Many companies and organizations currently utilize data analytics to assess their performance and understand customer motivation in an effort to pivot where needed to drive engagement and sales. Though this relentless pursuit of “why” has dominated the analytics landscape since inception, many advancements have conversely led to a deluge of data, making the quest to understand the motivations behind customer behavior an ongoing, significant challenge. Companies continue to grapple with deciphering why customers act in certain ways, often falling short of influencing desired actions.
Also Read – Retail Media Networks are booming – here is how to choose the right network partners in 2024.
The bitter truth of analytics is that by the time the answer to “why” arrives, the bus has already left the station. Mountains of data yield insights too late to change course, leaving businesses with stale insights or the sad conclusion that “we can’t change that” followed by a return to square one. Wash, rinse, repeat. But nothing improves in this process.
And then, ChatGPT happened. Can ChatGPT manage the data overload in businesses? Not yet. Time series data is beyond current LLM capabilities. But ChatGPT can elucidate the “why” so that professionals can take action before the data becomes dated.
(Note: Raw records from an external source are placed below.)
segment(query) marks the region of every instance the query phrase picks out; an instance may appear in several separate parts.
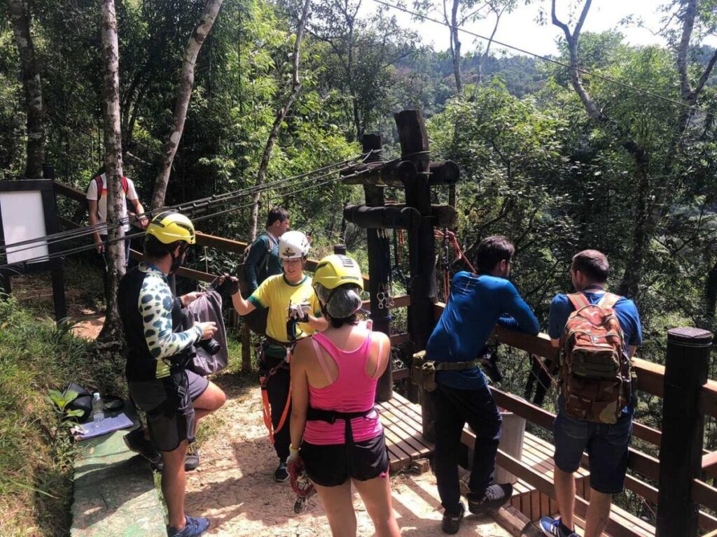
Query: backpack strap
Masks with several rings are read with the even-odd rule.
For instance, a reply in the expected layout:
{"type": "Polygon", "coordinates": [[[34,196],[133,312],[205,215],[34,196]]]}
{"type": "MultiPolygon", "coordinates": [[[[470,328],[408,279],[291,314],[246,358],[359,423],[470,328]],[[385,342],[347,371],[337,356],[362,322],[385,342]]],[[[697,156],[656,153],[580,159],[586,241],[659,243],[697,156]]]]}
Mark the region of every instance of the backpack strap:
{"type": "Polygon", "coordinates": [[[590,301],[582,293],[571,293],[567,296],[576,311],[590,305],[590,301]]]}
{"type": "MultiPolygon", "coordinates": [[[[97,198],[99,200],[102,198],[103,195],[103,180],[102,175],[98,175],[95,178],[95,183],[97,184],[97,198]]],[[[122,176],[122,191],[125,193],[125,195],[127,195],[127,192],[130,189],[129,183],[128,183],[127,178],[124,175],[122,176]]]]}
{"type": "Polygon", "coordinates": [[[321,350],[323,345],[316,341],[313,337],[311,338],[311,344],[313,345],[314,352],[316,353],[316,359],[318,360],[318,364],[321,366],[321,370],[326,376],[326,379],[333,384],[336,379],[331,378],[331,373],[328,370],[328,365],[326,364],[326,359],[323,357],[323,352],[321,350]]]}
{"type": "Polygon", "coordinates": [[[622,297],[619,294],[606,292],[600,299],[600,301],[597,303],[597,306],[599,308],[614,308],[617,304],[617,301],[621,298],[622,297]]]}

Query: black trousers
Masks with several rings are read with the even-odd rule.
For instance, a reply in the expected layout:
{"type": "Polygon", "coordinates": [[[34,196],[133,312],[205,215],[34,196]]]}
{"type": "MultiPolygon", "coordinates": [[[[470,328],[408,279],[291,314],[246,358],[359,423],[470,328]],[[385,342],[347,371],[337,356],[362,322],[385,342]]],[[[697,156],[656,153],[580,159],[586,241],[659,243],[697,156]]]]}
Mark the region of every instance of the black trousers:
{"type": "MultiPolygon", "coordinates": [[[[260,364],[260,374],[264,372],[268,372],[269,369],[274,367],[277,364],[280,364],[283,359],[278,359],[265,357],[262,363],[260,364]]],[[[291,382],[291,375],[288,368],[280,367],[276,370],[267,382],[267,395],[269,397],[269,405],[271,407],[271,421],[274,427],[274,449],[276,454],[282,460],[285,460],[289,456],[289,444],[291,442],[291,435],[289,432],[289,422],[291,418],[291,405],[287,410],[286,419],[281,429],[277,432],[276,428],[281,421],[281,416],[284,413],[286,407],[286,402],[289,399],[289,385],[291,382]]]]}
{"type": "Polygon", "coordinates": [[[460,501],[458,448],[463,427],[467,422],[475,433],[473,466],[468,488],[472,493],[482,497],[493,480],[503,418],[488,387],[459,390],[439,384],[429,393],[435,407],[433,468],[438,495],[446,511],[457,513],[460,501]]]}

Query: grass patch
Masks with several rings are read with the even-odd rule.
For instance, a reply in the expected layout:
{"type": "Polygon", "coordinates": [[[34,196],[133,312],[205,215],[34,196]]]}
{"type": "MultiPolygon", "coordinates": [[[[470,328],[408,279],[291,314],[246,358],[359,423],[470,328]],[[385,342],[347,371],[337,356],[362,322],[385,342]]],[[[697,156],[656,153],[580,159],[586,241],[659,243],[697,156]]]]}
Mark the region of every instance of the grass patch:
{"type": "Polygon", "coordinates": [[[0,535],[69,533],[73,445],[45,400],[70,381],[123,395],[124,360],[9,298],[0,301],[0,535]]]}

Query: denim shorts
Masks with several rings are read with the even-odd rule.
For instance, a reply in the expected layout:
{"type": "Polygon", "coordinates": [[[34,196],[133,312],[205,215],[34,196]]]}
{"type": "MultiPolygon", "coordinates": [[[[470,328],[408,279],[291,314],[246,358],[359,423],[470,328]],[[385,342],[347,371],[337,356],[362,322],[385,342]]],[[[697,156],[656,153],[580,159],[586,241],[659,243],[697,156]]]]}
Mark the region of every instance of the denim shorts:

While LLMs have to be prompted with the necessary information, they excel at synthesizing information into clear, accessible explanations for any audience. This equips all individuals at all levels of a company or organization with concrete, step-by-step plans to address customer needs. LLMs have the potential to help us move beyond passive understanding to proactive action, equipping every employee with plain language (rather than a complex set of data to decipher) to achieve certain goals.
Analytics and LLMs aren’t just about understanding “why,” they’re about translating that into “how.” They help professionals identify both immediate and long-term actionable steps, separating controllable factors from uncontrollable ones. This allows even newcomers to break down complex challenges into manageable pieces, paving the way for real progress. In conclusion, the new 2024 holy grail in analytics isn’t just understanding “why” customers behave a certain way; it’s transforming that understanding into “how.”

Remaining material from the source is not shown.